Aruba Networks on Thursday acquired Meridian Apps, a privately held company, that offers indoor location based services.
With the move, Aruba is looking to combine its enterprise Wi-Fi technology with Meridian's location services to provide context about users and devices.
The aim is to create an "indoor GPS" system to enable applications inside of malls, casinos, arenas and museums. The idea is that companies will be able to better deliver contextual ads, directions and various pitches.
In a blog post, Meridian co-founder Nick Farina said:
Since we launched in March 2011, locations have used Meridian’s software platform to builds apps that let you find exhibits at the Art Institute of Chicago, poker tables at the Bellagio, and menswear at Macy’s.
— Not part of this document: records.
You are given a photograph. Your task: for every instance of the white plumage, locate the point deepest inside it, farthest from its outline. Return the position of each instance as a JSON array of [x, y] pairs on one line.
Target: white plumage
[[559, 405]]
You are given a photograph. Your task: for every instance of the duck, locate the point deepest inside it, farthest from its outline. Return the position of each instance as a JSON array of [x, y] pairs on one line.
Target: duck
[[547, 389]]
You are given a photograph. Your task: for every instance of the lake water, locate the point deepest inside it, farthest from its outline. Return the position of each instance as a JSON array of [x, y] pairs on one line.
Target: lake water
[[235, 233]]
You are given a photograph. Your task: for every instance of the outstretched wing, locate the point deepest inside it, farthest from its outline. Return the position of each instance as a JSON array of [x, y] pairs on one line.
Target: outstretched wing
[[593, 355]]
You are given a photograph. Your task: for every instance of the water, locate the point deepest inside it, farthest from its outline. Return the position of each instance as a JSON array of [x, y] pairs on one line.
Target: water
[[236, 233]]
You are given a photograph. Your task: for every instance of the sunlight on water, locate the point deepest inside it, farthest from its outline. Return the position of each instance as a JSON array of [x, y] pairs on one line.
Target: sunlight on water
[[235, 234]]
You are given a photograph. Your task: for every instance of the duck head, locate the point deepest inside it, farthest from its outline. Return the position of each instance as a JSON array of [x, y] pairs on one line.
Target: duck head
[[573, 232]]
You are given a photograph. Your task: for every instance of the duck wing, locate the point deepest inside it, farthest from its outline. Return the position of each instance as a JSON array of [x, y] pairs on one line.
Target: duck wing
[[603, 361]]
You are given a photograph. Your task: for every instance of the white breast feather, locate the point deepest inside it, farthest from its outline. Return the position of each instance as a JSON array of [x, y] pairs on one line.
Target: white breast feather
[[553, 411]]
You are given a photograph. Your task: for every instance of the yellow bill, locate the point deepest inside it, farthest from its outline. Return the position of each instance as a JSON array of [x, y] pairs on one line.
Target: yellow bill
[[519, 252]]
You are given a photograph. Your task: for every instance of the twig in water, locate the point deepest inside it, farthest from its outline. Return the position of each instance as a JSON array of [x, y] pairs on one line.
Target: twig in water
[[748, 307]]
What we found was that we often partnered with wireless network providers when approaching new locations with our software platform. In order to use our indoor location system, locations usually need to install or upgrade their Wifi network. And often this results in the location opening the network up for visitors, which is a win-win for everyone.
So we think it makes perfect sense to join a forward-thinking company like Aruba who really gets mobile and wants to expand the definition of what it means to have a Wifi network.
Separately, Aruba reported a fiscal third quarter net loss of $20.2 million, or 18 cents a share, on revenue of $147.1 million, up 12 percent from a year ago. Non-GAAP earnings were 11 cents a share.
Aruba, which previously said its, said customers were cautious but overall mobility and bring your own device trends would benefit the company.